The new year for diagnosis codes begins Oct. 1, 2016. That date also marks the end to the moratorium on new codes that has been in place since Oct. 1, 2011. For the upcoming year, there are 1,974 code additions, 311 deletions, and 425 revisions.
In addition to many new, more specific fracture codes, the following additions will be of particular interest to radiology. New codes have been added relating to the following areas:
- Gastrointestinal stromal tumors (seven new codes)
- Cerebral infarction due to bilateral artery thrombosis or embolism
- Aneurysm of vertebral artery and basilar artery
- Dissection of arteries in the upper and lower extremity, and basilar artery
- Specific types of acute vascular disorders of the intestines (18 new codes replace one generic code)
- Sacral dimple
- Pain in hand joints
- Cervical disc disorders
- Periprosthetic fractures
- Laterality of ovarian and fallopian tube diagnoses
- Abnormal radiologic findings on diagnostic imaging of urinary organs.
Putting the Nix on Non-specific Codes
In July 2015, the Centers for Medicare & Medicaid Services (CMS) announced that during the first year of ICD-10-CM, Medicare Administrative Contractors (MACs) would not deny claims based solely on the specificity of the diagnosis code. Many practices interpreted this as approval to ignore the specific ICD-10-CM codes and to continue to report non-specific codes.
Consequently, some facilities and practices are now struggling to put processes in place to make sure that specific clinical indications are obtained. Many of the new code revisions are more specific than the initial diagnosis codes.
However, if you looked only at radiology claims, you would think that there are many thousands fewer than the 71,486 codes available. Radiology claims are still often coded with non-specific codes. For instance, most exams for female patients with breast cancer are assigned the non-specific code C50.919: malignant neoplasm of unspecified site of unspecified female breast.
Another example is “injury.” Instead of coding a non-specific injury code, the type of injury (contusion, sprain, laceration) or symptom (pain) should be documented and coded. Reports for imaging for injuries also should indicate whether the exam occurred during the initial treatment phase or subsequent healing phase – or whether it is a sequela of a previous injury.
When there are different types of a disease, the specific type should be documented, if known. For example, among the new codes are 18 for acute pancreatitis, differing between type (idiopathic, biliary, alcohol-induced, drug-induced, other, and unspecified) and whether there is necrosis and infection.
Laterality should be documented when appropriate. Many diseases and injuries have separate codes for left, right, and bilateral indications.
Reports for fractures should indicate the specific bone and type of fracture, as well as laterality. It is also critical to indicate whether a fracture is traumatic or pathologic.
Specificity Affects Payment
Why should radiologists worry about being so specific when the ordering physician usually knows the side affected and the type of disease or injury, etc.? One main reason is reimbursement.
Effective Oct. 1, 2016, the non-specific breast cancer code C50.919 and 42 other unspecified diagnosis codes are being removed from the diagnostic mammogram national coverage determination (NCD). Breast cancer and other breast clinical indications must be coded to the specific breast at a minimum or the claim will be denied.

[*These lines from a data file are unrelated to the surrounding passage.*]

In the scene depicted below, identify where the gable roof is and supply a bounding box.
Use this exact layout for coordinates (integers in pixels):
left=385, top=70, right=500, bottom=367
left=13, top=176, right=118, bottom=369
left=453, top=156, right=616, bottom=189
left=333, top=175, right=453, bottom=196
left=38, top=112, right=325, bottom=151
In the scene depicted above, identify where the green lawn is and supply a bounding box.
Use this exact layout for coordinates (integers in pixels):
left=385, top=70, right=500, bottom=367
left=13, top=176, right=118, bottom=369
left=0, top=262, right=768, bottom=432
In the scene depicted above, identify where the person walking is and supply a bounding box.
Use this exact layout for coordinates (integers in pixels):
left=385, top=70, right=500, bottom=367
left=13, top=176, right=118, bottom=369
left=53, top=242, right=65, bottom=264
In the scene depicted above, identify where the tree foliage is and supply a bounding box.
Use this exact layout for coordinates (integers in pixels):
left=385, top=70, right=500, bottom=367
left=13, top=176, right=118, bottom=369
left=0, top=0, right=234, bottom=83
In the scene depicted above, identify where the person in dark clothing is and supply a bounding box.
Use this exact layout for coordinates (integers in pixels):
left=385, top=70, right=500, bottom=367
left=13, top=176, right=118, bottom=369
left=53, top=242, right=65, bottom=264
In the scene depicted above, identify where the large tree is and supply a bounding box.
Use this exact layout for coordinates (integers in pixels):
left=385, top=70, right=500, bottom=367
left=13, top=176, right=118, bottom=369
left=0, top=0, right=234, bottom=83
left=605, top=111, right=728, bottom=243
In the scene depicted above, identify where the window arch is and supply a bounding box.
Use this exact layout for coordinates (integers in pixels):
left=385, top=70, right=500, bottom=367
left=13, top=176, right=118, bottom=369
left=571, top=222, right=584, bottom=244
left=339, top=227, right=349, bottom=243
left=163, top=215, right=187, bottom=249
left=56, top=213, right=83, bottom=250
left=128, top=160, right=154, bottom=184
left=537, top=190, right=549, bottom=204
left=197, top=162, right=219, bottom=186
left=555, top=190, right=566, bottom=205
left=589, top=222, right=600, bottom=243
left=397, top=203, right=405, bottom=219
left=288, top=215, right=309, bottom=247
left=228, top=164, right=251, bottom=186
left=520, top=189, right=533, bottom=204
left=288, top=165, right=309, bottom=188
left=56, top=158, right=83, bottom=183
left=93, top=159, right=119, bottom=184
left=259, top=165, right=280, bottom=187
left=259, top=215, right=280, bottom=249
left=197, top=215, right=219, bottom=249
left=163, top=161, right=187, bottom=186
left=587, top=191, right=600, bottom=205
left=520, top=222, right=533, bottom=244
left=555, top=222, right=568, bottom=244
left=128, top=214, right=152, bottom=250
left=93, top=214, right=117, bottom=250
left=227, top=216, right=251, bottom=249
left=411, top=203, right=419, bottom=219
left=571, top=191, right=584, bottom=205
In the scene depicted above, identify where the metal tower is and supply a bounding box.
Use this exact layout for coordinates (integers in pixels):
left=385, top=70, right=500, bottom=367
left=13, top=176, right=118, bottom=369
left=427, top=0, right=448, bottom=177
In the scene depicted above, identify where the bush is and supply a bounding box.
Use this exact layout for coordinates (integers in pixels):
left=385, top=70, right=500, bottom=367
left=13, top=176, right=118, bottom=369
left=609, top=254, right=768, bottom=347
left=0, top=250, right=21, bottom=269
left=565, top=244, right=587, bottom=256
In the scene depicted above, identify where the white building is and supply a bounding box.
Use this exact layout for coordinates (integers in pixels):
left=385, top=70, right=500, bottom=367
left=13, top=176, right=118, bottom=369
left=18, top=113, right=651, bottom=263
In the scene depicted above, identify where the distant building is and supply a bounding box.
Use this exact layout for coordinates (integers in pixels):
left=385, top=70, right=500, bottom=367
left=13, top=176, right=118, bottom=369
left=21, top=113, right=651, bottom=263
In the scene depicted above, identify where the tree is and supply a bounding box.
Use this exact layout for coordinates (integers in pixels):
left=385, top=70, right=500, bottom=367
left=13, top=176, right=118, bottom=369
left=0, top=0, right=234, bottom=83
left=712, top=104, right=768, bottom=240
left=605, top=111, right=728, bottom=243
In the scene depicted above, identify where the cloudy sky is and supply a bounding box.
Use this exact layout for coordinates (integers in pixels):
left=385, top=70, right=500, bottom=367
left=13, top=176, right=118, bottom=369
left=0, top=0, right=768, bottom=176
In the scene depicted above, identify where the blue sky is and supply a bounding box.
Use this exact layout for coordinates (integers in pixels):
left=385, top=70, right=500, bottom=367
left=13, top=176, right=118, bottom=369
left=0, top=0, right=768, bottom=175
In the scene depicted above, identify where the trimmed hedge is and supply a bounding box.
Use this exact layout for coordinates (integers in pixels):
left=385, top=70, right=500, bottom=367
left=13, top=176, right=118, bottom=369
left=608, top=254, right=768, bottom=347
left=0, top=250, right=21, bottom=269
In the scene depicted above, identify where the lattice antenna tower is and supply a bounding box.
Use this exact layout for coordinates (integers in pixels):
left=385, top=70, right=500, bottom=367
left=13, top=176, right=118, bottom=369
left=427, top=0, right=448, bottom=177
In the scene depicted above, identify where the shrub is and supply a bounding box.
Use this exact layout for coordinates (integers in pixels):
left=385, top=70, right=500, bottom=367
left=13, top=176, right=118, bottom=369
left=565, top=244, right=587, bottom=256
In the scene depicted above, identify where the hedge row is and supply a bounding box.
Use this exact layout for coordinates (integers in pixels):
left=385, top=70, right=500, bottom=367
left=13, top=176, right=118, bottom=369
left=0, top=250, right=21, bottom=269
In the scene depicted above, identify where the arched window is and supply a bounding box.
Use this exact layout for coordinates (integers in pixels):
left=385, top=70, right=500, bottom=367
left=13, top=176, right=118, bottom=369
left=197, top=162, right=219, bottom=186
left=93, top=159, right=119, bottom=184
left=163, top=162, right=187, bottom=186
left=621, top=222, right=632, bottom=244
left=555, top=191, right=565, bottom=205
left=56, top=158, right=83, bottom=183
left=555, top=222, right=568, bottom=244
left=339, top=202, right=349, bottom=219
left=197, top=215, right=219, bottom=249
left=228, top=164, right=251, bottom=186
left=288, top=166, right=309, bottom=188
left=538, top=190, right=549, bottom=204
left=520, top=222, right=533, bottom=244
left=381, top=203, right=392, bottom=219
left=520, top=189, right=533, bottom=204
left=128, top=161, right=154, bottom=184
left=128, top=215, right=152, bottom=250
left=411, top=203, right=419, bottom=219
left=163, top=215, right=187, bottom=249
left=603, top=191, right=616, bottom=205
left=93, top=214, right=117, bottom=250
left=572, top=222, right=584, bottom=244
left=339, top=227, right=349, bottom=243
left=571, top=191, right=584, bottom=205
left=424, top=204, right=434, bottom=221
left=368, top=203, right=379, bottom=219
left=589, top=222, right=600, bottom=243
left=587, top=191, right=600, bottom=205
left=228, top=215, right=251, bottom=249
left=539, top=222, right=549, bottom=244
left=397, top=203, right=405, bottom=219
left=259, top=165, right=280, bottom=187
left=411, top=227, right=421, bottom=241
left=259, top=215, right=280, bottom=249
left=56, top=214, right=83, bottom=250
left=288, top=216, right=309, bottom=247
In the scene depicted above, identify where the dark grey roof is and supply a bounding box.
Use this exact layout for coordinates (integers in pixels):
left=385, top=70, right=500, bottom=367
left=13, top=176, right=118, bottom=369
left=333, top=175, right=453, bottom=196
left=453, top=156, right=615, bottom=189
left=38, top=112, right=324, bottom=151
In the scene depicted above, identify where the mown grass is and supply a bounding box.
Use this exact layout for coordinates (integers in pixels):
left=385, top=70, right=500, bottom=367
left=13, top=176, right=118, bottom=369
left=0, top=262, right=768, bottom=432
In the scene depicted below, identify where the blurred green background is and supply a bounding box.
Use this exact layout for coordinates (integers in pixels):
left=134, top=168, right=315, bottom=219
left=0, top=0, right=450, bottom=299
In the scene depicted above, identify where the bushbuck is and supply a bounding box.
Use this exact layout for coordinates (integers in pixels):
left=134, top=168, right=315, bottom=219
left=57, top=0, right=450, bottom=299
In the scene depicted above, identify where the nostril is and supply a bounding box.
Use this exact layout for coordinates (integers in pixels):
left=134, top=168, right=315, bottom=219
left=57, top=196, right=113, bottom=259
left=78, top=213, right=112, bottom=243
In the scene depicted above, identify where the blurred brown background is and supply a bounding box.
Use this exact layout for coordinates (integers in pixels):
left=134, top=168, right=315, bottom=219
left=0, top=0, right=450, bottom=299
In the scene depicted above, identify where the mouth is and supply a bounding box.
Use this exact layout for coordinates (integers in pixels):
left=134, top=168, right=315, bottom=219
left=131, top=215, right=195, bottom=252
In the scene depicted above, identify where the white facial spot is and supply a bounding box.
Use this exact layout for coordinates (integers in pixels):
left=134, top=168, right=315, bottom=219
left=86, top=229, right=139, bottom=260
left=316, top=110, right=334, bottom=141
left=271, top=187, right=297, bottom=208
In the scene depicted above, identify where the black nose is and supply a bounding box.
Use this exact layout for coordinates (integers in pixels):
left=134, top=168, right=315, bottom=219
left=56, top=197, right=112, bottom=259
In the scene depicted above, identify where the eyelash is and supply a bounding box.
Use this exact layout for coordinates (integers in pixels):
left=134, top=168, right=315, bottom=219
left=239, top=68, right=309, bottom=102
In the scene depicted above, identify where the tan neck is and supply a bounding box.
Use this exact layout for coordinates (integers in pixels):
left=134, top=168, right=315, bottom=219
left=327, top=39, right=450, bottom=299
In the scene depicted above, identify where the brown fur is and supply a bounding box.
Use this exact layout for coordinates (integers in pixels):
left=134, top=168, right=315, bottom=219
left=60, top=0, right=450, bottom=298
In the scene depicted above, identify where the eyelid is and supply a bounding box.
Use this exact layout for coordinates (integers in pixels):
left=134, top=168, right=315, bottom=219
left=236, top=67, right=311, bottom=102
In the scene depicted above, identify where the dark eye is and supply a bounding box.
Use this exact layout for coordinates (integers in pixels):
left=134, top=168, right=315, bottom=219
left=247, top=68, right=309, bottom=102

Code M85.80 for unspecified osteopenia has already been removed from the bone density NCD and is being replaced by codes for osteopenia at specific locations. If “osteopenia” is the only diagnosis, the claim will be denied. CMS is revising other NCDs and various MACs are revising local coverage determinations (LCDs) to eliminate payment when a non-specific diagnosis code is provided. Commercial payors are expected to do the same.

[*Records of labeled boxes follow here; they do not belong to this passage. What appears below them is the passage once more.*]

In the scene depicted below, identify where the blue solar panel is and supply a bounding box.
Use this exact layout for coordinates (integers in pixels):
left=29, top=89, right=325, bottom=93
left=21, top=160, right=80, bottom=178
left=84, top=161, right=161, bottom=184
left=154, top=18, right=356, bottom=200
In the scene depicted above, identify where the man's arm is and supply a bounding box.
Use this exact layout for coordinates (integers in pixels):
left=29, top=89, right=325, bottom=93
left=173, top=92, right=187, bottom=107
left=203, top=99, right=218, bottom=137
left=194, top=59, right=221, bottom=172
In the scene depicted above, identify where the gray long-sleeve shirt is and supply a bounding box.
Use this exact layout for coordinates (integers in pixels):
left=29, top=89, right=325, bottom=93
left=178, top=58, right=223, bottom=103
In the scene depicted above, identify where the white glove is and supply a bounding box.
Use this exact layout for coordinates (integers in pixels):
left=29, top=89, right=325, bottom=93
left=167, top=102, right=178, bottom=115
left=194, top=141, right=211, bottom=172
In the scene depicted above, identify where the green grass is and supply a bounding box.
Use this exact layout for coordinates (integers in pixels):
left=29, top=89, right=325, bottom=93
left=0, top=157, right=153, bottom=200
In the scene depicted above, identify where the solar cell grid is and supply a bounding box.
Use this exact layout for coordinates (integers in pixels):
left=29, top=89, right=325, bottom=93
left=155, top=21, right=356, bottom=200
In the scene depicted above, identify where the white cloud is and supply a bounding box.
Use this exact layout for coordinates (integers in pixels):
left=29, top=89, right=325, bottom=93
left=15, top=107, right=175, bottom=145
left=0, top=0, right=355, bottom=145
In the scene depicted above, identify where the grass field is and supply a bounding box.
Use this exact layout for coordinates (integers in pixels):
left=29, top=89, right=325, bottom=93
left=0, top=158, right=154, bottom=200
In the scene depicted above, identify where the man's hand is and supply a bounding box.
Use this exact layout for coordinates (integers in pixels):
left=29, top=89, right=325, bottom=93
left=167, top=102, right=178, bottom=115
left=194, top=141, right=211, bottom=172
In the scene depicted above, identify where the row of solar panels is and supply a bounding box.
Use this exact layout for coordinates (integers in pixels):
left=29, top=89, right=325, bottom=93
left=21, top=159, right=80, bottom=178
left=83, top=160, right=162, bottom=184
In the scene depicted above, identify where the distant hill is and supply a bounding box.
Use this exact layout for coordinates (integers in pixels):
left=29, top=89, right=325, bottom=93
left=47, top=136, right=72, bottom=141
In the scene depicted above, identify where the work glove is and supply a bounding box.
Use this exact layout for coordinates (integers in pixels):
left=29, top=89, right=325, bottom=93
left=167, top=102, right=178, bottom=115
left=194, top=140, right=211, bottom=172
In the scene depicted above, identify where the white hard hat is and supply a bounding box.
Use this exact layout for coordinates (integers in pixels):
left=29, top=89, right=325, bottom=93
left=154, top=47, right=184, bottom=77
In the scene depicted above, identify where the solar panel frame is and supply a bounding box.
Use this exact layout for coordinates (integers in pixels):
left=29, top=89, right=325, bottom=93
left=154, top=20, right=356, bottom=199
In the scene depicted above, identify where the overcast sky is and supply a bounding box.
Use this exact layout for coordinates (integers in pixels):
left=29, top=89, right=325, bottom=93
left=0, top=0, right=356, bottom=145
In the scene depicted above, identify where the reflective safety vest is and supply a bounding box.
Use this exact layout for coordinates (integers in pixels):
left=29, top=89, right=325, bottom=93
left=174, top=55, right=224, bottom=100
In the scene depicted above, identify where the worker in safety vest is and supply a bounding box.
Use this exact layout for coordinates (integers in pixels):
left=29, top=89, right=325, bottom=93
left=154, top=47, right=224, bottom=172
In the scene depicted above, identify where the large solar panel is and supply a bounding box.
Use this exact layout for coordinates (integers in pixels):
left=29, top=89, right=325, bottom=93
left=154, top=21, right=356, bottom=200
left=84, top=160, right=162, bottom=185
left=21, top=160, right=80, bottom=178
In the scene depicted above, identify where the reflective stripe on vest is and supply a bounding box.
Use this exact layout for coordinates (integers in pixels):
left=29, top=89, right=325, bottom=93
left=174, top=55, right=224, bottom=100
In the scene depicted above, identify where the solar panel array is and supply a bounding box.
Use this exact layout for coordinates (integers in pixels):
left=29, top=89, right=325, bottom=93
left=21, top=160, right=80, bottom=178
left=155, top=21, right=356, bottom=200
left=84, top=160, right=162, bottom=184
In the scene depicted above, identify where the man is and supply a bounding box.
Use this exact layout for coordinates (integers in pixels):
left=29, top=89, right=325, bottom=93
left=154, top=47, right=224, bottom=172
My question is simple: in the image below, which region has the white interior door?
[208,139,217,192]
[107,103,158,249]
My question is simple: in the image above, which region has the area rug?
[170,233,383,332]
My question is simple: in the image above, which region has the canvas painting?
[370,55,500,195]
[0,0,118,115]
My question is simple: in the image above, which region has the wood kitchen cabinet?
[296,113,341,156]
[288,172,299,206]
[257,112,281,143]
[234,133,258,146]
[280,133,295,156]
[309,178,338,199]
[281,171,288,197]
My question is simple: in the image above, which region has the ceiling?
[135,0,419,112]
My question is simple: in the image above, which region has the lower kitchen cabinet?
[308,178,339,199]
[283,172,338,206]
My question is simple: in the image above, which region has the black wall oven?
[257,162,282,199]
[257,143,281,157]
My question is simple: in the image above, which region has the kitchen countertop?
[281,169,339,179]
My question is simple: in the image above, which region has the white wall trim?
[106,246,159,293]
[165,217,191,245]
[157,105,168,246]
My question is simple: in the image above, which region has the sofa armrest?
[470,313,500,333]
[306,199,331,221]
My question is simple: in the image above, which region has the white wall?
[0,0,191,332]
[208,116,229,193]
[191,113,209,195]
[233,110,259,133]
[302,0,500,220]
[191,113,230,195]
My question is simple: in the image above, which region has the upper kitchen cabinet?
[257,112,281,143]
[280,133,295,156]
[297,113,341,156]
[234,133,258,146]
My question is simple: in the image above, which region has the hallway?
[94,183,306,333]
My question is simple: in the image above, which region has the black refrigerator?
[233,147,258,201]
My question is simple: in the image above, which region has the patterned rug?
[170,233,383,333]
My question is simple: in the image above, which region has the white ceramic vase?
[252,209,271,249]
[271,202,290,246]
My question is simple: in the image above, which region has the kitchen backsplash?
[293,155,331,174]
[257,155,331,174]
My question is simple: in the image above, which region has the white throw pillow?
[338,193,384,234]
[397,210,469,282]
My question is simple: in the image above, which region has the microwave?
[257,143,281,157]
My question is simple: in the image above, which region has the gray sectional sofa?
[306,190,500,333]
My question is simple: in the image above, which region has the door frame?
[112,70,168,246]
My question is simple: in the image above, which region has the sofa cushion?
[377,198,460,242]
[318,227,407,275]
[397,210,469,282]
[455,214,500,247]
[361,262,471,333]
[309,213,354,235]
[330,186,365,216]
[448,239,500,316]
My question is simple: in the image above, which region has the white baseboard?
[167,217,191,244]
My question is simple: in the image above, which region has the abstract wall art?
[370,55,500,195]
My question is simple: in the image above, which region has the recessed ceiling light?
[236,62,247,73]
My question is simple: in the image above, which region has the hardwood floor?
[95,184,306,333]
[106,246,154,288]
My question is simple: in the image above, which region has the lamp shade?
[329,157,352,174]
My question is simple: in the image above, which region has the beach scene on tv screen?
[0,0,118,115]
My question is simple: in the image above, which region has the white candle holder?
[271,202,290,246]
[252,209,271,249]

In addition to payment, more specific diagnoses will give radiologists more data to use for better payment. More data is becoming more important as we move ever closer to value-based payment systems.
While radiologists do not necessarily need to learn the ICD-10-CM codes, they must be cognizant of the requirements for diagnosis coding. Documentation should conform to the standards of official ICD-10-CM coding rules.

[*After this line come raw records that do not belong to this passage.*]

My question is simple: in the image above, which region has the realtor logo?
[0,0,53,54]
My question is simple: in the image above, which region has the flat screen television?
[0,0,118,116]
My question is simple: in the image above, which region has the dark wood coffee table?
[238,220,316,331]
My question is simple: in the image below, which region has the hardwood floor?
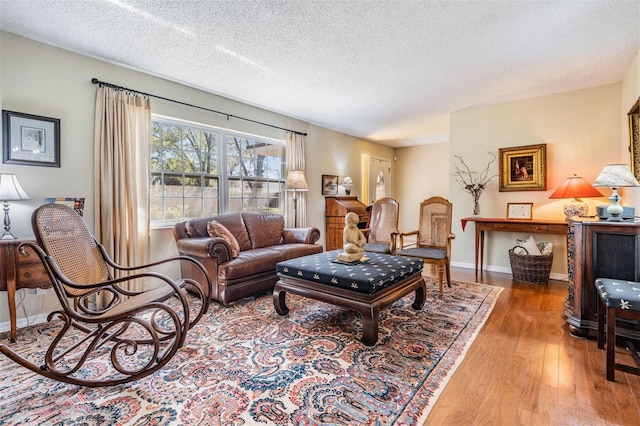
[425,268,640,426]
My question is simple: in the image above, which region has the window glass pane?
[150,117,286,223]
[162,197,184,221]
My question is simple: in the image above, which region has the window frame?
[149,114,287,229]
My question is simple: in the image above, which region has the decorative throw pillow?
[513,235,542,256]
[207,220,240,259]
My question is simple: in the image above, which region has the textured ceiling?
[0,0,640,147]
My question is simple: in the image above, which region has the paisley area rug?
[0,279,501,425]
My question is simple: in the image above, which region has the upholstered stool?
[595,278,640,381]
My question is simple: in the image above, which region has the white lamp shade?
[284,170,309,191]
[0,173,30,201]
[593,164,640,188]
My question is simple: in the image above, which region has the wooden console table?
[0,238,51,342]
[461,217,567,277]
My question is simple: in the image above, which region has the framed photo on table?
[499,144,547,192]
[507,203,533,219]
[2,110,60,167]
[322,175,338,195]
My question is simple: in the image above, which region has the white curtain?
[285,132,309,228]
[94,87,151,291]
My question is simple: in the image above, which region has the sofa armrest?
[176,237,233,265]
[282,227,320,244]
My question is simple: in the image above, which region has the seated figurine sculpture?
[338,212,367,262]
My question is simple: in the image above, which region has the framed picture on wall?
[499,144,547,192]
[322,175,338,195]
[2,110,60,167]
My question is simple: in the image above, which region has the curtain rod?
[91,78,307,136]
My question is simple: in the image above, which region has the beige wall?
[450,84,626,278]
[0,32,393,330]
[393,142,450,232]
[620,51,640,208]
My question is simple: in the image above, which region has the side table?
[0,238,51,342]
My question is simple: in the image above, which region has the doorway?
[368,157,391,204]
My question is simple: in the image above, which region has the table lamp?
[549,174,604,220]
[284,170,309,228]
[0,173,30,240]
[342,176,353,195]
[593,164,640,222]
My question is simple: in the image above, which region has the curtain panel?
[94,87,151,291]
[286,132,309,228]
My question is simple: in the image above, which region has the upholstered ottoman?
[273,250,426,346]
[595,278,640,381]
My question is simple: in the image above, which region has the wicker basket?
[509,246,553,284]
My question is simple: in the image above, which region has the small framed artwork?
[44,197,84,216]
[499,144,547,192]
[322,175,338,195]
[2,110,60,167]
[507,203,533,219]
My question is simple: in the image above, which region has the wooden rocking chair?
[0,204,211,386]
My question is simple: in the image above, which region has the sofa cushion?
[218,248,283,281]
[184,213,251,251]
[242,213,284,249]
[269,244,324,260]
[207,220,240,258]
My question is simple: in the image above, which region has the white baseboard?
[0,312,49,334]
[451,262,569,281]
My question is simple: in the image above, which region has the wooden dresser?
[0,238,51,342]
[564,220,640,339]
[324,197,369,251]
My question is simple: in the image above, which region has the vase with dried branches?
[454,152,498,217]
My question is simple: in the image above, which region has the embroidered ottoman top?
[276,250,423,294]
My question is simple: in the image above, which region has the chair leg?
[607,308,616,382]
[596,298,607,349]
[436,265,444,299]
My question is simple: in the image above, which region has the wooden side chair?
[0,204,211,386]
[395,197,455,298]
[362,197,399,254]
[595,278,640,381]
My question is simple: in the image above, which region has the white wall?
[0,32,393,330]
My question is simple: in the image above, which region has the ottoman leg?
[273,283,289,316]
[597,298,607,349]
[411,280,427,311]
[607,309,616,382]
[360,306,380,346]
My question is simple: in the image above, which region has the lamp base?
[562,198,589,220]
[607,188,624,222]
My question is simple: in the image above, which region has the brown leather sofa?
[173,213,323,305]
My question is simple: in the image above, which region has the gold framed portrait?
[499,144,547,192]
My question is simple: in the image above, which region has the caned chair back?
[416,197,453,250]
[31,204,110,297]
[368,197,399,243]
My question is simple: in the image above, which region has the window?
[150,116,285,226]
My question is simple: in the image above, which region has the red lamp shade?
[549,175,604,220]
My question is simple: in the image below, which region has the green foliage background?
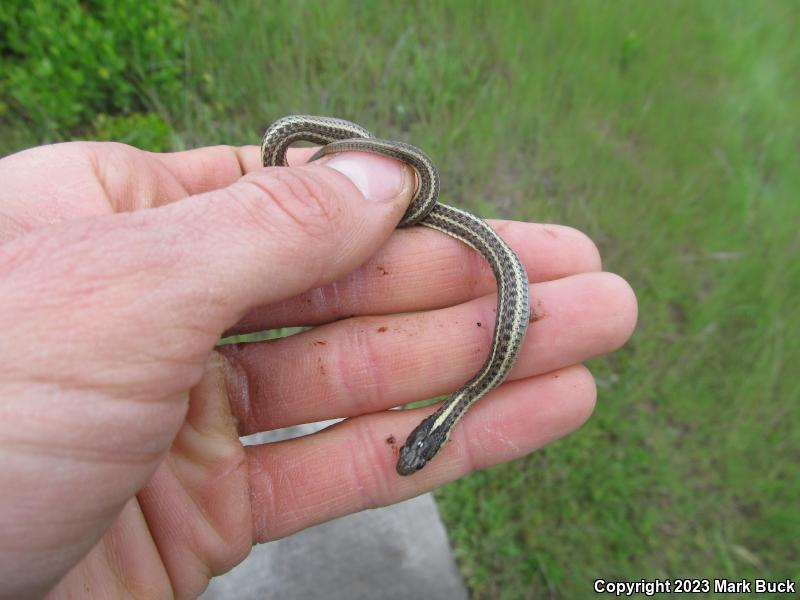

For example, one common documentation mistake is the use of “history of” and “follow-up.” “History of” is often used to indicate the current clinical indication. However, in ICD-10-CM, “history of” means that the patient has a past medical condition that no longer exists and is not receiving any treatment, but has the potential for recurrence. “Follow-up” goes along with “history of” because follow-up codes indicate continued surveillance following a completed treatment of a condition, not follow-up during treatment.
Radiologists, radiology practices, and radiology departments must work together and with the ordering physicians to obtain the most specific clinical indications possible. Radiologists must document that clinical indication in the interpretation report so that coders can choose the most appropriate and specific codes available. Coders must be able to query the radiologist or ordering physician for clarification, and radiologists should understand that the coder is trying to get the best diagnosis so a claim will not be denied.
While the number and specificity of diagnosis codes can appear daunting, if everyone works together, not only will there be fewer claim denials, but better quality data will be accumulated to help improve the quality of patient care.